Here, we demonstrated that the physiological stable TNA oligonucleotides (ONs) exhibited enhanced cellular uptake in various cell lines and displayed time-, concentration-dependent penetration into the three-dimensional (3D) cell culture model. In addition, we investigated the pharmacokinetics and biodistribution of TNA ONs. After the intravenous administration into Balb/c mice, the TNA ONs exhibited rapid clearance from blood in hours. The ex vivo fluorescence imaging revealed that the TNA ONs dominantly accumulated in the kidneys with a time-dependent decrement, suggesting the excretion of TNA ONs from the body through the renal filtration system. The preliminary in vivo biosafety measurements indicated that the intravenous administration of TNA ONs induced negligible hematological and histopathological abnormality or dysfunction to the kidneys, indicating the excellent biocompatibility of TNA ONs.
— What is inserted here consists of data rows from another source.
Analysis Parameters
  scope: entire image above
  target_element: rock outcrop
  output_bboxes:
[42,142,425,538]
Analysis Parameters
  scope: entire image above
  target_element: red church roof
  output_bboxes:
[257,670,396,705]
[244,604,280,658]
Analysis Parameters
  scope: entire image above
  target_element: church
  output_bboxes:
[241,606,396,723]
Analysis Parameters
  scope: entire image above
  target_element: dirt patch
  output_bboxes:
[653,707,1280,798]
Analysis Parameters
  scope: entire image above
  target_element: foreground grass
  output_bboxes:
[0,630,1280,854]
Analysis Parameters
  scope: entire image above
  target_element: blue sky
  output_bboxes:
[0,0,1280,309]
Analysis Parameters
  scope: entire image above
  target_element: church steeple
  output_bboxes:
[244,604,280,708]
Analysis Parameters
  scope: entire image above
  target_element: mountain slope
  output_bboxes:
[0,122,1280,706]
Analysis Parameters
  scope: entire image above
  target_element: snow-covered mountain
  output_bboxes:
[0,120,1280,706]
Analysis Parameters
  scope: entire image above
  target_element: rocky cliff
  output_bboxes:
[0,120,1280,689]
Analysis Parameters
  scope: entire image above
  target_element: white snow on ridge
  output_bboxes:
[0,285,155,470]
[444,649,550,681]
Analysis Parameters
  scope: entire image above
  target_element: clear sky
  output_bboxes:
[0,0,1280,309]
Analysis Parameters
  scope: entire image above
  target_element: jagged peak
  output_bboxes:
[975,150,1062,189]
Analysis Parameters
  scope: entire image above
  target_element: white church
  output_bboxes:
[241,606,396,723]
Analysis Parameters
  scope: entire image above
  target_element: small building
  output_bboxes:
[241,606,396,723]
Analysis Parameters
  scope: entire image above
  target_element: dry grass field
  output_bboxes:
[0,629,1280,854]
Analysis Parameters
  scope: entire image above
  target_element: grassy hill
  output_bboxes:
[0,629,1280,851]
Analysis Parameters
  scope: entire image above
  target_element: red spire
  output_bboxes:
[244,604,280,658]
Based on the high binding affinity with RNA and excellent biological stability, we designed and synthesized a sequence-defined TNA polymer that is complementary to the certain nucleotide region of the target anti-apoptotic BcL-2 gene. Comparing to the scramble TNA, anti-BcL-2 TNA significantly suppressed target mRNA and protein expression in MCF-7 cancerous cells and showed antitumor activity in carcinoma xenografts, resulting in inhibition of cancer cell proliferation and tumor growth.
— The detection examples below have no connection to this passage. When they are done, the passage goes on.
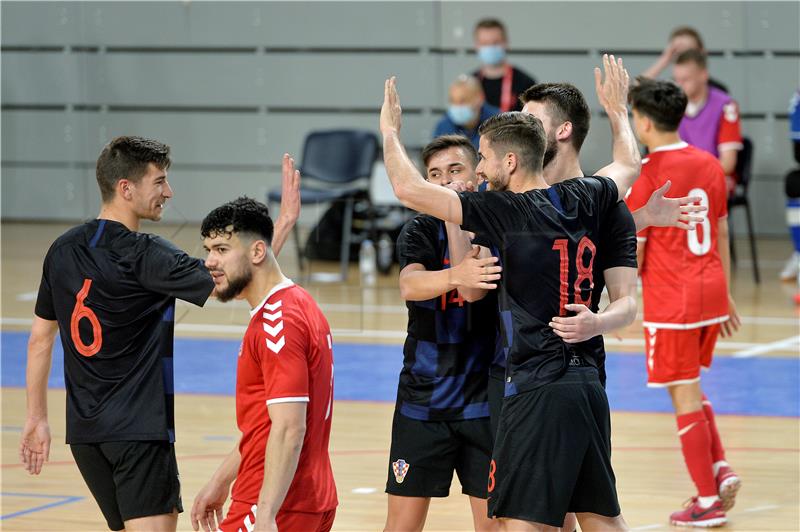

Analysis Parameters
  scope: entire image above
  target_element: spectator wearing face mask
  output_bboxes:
[433,74,500,150]
[473,18,536,112]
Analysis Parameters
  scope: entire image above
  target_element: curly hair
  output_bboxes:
[96,137,171,203]
[200,196,275,245]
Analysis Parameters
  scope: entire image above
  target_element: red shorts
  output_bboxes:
[219,501,336,532]
[644,323,719,387]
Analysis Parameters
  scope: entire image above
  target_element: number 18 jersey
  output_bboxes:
[626,142,728,329]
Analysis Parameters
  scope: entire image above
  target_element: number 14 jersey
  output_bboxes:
[626,142,728,329]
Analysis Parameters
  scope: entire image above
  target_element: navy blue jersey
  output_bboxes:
[459,177,636,395]
[36,220,214,443]
[397,215,502,421]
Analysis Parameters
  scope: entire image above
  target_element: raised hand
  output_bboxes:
[594,54,630,113]
[453,246,503,290]
[644,181,708,230]
[19,419,51,475]
[550,303,602,344]
[280,153,300,224]
[380,76,403,135]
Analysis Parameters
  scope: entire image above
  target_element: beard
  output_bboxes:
[542,134,558,168]
[217,268,253,303]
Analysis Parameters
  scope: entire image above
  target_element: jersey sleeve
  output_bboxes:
[135,236,214,306]
[458,190,529,249]
[33,253,56,321]
[397,216,441,271]
[717,100,742,152]
[599,201,636,270]
[256,310,311,406]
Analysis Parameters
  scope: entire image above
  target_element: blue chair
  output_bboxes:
[267,129,379,281]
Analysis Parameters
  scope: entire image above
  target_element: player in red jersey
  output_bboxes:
[191,198,337,532]
[627,78,741,527]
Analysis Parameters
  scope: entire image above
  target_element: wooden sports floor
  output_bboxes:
[0,223,800,531]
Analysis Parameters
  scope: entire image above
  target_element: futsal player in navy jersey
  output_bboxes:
[385,135,500,531]
[381,72,636,529]
[24,137,299,531]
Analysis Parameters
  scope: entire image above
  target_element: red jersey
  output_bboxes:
[232,281,338,513]
[625,142,728,329]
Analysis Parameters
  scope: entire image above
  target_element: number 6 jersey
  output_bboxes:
[35,220,214,443]
[625,142,728,330]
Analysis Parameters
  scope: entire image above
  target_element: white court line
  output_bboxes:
[742,504,780,513]
[733,336,800,358]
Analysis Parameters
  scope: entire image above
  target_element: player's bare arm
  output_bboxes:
[631,181,708,232]
[550,266,636,344]
[400,246,501,301]
[19,316,58,475]
[255,402,308,531]
[717,216,742,338]
[380,77,462,225]
[272,153,300,257]
[189,442,241,532]
[594,55,642,199]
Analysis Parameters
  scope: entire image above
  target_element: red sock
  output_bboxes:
[677,410,717,497]
[703,394,725,464]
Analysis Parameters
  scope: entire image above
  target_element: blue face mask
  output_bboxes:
[447,105,475,126]
[478,45,506,65]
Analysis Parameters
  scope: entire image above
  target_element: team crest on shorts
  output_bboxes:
[392,458,411,484]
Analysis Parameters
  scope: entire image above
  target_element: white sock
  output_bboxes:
[697,495,719,508]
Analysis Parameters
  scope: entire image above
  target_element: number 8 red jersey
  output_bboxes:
[625,142,728,329]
In addition, we successfully designed and fabricated TNA probes based on strand displacement reactions for sensitive microRNA (miRNA) detection and intracellular miRNA imaging. The developed TNA probes indicated high specificity and selectivity towards target miRNAs and could differentiate one to two base mismatches in the molecules. Compared to DNA probes, these TNA probes exhibited superior nuclease stability, thermal stability, and exceptional storage ability for long-term cellular studies. TNA probes could not only be efficiently taken up by cells with insignificant cytotoxicity for dynamic detection of target miRNAs, but also differentiate the distinct target miRNA expression levels in different cell lines.